I mean, live-action Star Wars is made in Unreal Engine nowadays—it doesn’t mean anything.

As a disclaimer, when a publisher tells you “this was captured on PS5,” that’s a much more meaningful statement. As I’ve said, if they wanted to show you the game running at its best, they would surely capture on PS5 Pro, as some games are doing. Look at Silent Hill For they would capture on one of those aforementioned PCs they got from Area 51.

That’s the sort of thing that used to happen. Hell, it still does happen.

I used to make game trailers for a living, and I can tell you that even as recently as like three years ago when I was last doing it, it was still very common to produce multiplatform trailers from the absolute best capture possible—usually on PC—and just render out a bunch of versions with different pneumonics, different control prompts, etc.

I have literally had to sit there and paste Nintendo Switch button prompts over PlayStation-derived footage. Nine times out of ten, it’s not even nefarious—it’s just usually unfeasible to make bespoke trailers for specific platforms.

But in that situation, you’re hardly going to pick the worst-looking version of the thing, right? Usually Nintendo Switch.

There’s definitely been a shift in attitude recently when it comes to how games are showcased and how that serves an ever more savvy audience.

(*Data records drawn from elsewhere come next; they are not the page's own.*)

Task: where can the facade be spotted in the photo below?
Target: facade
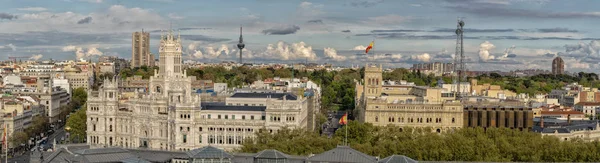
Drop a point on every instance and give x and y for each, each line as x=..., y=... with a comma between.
x=208, y=154
x=404, y=104
x=79, y=77
x=588, y=108
x=586, y=132
x=558, y=66
x=106, y=67
x=513, y=117
x=140, y=50
x=133, y=84
x=18, y=112
x=171, y=116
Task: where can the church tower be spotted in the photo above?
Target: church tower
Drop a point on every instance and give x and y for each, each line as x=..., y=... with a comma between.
x=170, y=55
x=241, y=45
x=373, y=80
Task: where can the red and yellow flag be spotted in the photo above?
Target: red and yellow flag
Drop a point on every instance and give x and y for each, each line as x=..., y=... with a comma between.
x=4, y=136
x=369, y=47
x=344, y=119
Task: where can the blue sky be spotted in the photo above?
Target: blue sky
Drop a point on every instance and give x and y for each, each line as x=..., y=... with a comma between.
x=499, y=35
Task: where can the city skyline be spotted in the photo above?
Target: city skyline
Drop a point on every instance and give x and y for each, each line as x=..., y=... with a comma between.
x=499, y=35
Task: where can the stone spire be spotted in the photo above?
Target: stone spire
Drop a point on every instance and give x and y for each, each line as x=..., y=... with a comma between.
x=241, y=45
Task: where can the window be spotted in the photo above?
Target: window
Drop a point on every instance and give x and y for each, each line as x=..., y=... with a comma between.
x=211, y=139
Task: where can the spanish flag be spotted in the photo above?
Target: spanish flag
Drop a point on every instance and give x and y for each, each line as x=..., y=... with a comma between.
x=344, y=119
x=369, y=47
x=4, y=136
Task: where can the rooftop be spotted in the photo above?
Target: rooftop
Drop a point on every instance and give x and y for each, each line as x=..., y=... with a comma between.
x=223, y=107
x=279, y=96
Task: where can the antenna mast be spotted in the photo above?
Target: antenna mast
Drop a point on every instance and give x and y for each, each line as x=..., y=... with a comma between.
x=459, y=65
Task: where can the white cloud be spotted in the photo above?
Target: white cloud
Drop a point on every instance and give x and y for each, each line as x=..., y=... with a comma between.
x=81, y=53
x=285, y=51
x=508, y=51
x=386, y=57
x=36, y=57
x=583, y=49
x=425, y=57
x=32, y=9
x=213, y=52
x=9, y=46
x=578, y=65
x=484, y=51
x=331, y=53
x=116, y=18
x=92, y=1
x=69, y=48
x=175, y=16
x=391, y=19
x=309, y=10
x=360, y=47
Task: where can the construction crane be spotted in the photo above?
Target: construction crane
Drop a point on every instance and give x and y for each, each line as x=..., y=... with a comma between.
x=15, y=58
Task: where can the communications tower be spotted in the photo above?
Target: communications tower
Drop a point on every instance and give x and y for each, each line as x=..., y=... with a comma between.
x=459, y=65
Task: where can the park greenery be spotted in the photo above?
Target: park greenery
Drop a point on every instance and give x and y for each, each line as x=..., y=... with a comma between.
x=40, y=123
x=467, y=144
x=537, y=84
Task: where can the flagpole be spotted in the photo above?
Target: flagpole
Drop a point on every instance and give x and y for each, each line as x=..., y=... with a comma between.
x=346, y=129
x=6, y=142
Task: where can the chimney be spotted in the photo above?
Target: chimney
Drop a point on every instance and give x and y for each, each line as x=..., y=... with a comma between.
x=542, y=121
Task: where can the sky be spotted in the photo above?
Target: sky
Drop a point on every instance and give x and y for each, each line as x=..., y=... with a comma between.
x=498, y=34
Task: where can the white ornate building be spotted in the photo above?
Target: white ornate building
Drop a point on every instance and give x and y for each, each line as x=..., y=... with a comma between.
x=170, y=116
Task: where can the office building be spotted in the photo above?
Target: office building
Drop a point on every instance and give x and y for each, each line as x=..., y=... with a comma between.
x=171, y=116
x=558, y=66
x=140, y=50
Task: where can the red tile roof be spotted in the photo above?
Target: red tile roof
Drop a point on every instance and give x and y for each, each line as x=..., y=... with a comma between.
x=560, y=112
x=588, y=103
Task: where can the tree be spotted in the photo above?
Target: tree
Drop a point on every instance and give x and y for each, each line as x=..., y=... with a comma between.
x=79, y=95
x=76, y=125
x=466, y=144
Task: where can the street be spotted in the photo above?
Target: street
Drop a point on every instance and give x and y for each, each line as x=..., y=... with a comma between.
x=58, y=134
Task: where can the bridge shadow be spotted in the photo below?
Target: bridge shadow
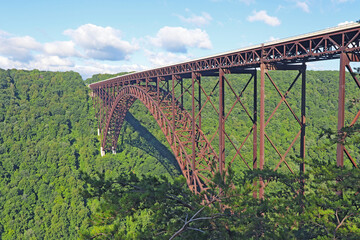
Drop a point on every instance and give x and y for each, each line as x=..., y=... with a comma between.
x=149, y=144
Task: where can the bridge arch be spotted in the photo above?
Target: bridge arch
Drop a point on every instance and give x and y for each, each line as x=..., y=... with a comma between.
x=197, y=165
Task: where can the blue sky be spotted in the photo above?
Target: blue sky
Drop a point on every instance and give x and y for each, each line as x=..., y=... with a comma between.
x=110, y=36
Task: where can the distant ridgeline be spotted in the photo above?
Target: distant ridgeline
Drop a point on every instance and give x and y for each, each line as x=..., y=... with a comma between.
x=48, y=136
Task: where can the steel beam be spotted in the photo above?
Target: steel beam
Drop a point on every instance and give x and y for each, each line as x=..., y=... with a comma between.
x=193, y=126
x=341, y=108
x=303, y=127
x=255, y=133
x=263, y=70
x=221, y=121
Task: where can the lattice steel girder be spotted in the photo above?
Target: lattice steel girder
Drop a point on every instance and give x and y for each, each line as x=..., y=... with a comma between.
x=345, y=60
x=197, y=170
x=301, y=121
x=318, y=46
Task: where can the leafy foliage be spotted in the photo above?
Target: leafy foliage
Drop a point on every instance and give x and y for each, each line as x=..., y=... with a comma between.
x=51, y=189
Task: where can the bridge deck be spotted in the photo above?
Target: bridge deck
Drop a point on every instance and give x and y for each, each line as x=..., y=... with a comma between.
x=321, y=45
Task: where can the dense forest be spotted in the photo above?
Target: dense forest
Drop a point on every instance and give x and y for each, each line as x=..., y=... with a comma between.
x=55, y=185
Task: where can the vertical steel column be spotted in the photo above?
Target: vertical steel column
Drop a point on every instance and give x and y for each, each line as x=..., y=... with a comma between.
x=303, y=126
x=262, y=126
x=341, y=108
x=182, y=92
x=199, y=99
x=193, y=76
x=221, y=121
x=158, y=87
x=255, y=129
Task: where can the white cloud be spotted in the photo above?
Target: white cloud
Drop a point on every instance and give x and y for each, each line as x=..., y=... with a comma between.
x=303, y=6
x=164, y=58
x=201, y=20
x=264, y=17
x=247, y=2
x=179, y=39
x=91, y=67
x=344, y=23
x=62, y=49
x=271, y=38
x=103, y=43
x=41, y=61
x=341, y=1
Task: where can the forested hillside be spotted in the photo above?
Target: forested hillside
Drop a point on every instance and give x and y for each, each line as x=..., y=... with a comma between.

Sensational marketing is and will always be here to stay, of course. But the upshot of all this is that if you’ve got a PS5, you’re probably set for a long time. You’re not going to need to fork out for new hardware just to keep up with new releases for a long time yet.

And if you consider the fact that generational upgrades are beginning to show real diminishing returns now—because there’s only so much detail you can resolve in 4K, because there’s only so much time and money studios can spend on graphics.

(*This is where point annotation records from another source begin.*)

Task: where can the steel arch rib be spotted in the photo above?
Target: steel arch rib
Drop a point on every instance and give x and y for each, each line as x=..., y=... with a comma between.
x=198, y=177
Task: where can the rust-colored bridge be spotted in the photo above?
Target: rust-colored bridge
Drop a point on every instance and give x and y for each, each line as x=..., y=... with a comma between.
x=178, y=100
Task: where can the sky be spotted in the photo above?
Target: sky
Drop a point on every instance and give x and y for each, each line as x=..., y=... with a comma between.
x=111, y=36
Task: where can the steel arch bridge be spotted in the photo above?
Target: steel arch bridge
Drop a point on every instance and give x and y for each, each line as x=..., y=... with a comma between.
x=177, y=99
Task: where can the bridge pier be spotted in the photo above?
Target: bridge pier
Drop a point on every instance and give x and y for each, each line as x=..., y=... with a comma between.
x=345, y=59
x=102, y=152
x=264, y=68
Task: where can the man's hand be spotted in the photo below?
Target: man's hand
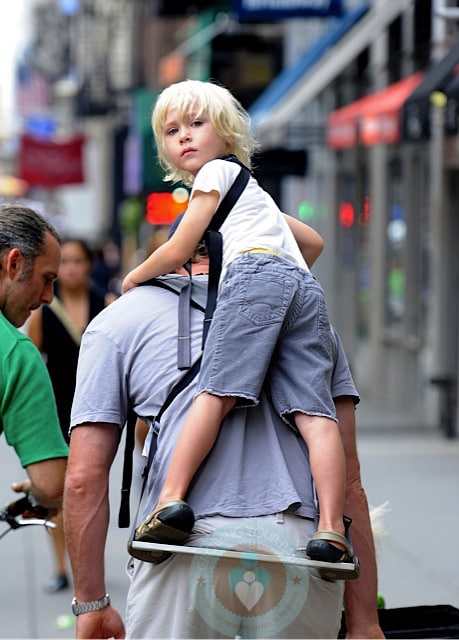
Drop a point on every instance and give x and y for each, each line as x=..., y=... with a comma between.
x=24, y=486
x=106, y=623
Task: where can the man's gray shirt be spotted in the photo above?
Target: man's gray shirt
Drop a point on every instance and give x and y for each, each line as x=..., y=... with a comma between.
x=128, y=354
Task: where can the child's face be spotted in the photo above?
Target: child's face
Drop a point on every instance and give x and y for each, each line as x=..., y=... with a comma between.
x=191, y=141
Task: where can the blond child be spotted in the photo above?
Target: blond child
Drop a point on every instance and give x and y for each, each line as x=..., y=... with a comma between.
x=271, y=321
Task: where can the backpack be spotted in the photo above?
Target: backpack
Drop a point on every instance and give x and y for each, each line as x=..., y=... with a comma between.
x=188, y=296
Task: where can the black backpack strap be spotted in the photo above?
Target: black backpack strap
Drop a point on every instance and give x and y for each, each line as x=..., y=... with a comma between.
x=214, y=244
x=185, y=301
x=124, y=511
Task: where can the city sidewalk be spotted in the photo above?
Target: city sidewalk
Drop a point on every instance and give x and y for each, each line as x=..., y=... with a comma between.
x=411, y=467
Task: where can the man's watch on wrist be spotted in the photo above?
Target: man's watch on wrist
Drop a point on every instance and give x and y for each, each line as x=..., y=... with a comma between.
x=93, y=605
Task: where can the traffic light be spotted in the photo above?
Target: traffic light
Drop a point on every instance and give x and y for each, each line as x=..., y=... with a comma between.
x=164, y=207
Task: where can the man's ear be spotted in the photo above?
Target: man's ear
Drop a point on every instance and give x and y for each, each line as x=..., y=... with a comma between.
x=14, y=263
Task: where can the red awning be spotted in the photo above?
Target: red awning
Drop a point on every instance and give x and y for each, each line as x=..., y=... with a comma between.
x=49, y=163
x=374, y=119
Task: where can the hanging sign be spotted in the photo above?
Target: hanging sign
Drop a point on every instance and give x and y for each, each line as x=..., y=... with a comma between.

And no, I don’t think AI is going to make up the difference in ways that anyone actually likes, because photorealism is a choice and not always the right one—because Moore’s law is dead.

Take your pick, man. We’re hitting every ceiling imaginable.

We’re never going to see the kinds of generational leaps we had years ago, like PS1 to PS2 or even PS3 to PS4. But I’m kind of okay with that, because as long as I’ve been alive, gaming is at its worst when people treat it like a tech product.

Whether that’s suits or punters, we’re all guilty of it. And it’s at its best when people treat it like a creative art.

It is, of course, a bit of both. But I don’t need to tell you which side of that equation should work in service of the other. And I also don’t need to tell you that the balance has always been wrong.

So, does captured on PS5 mean we’re in for a long generation? No.

And we know that plans are afoot for PS6 anyway. But I suspect we’re in for a much longer cross-gen period than we’re used to, as the global consumer economy remains firmly in the toilet—by design, frankly.

But that’s a whole other video. And by the time we get to PlayStation 7, it’ll be moot because you’ll either be jacking Roblox directly into your spinal cord or you’ll be a plane of sheet glass in an irradiated wasteland.

And I can’t decide which one of those I prefer, honestly.

Yeah, I’m not playing Roblox.

What was I saying anyway? Oh yeah—don’t worry about upgrading for GTA 6. You won’t have to, honestly.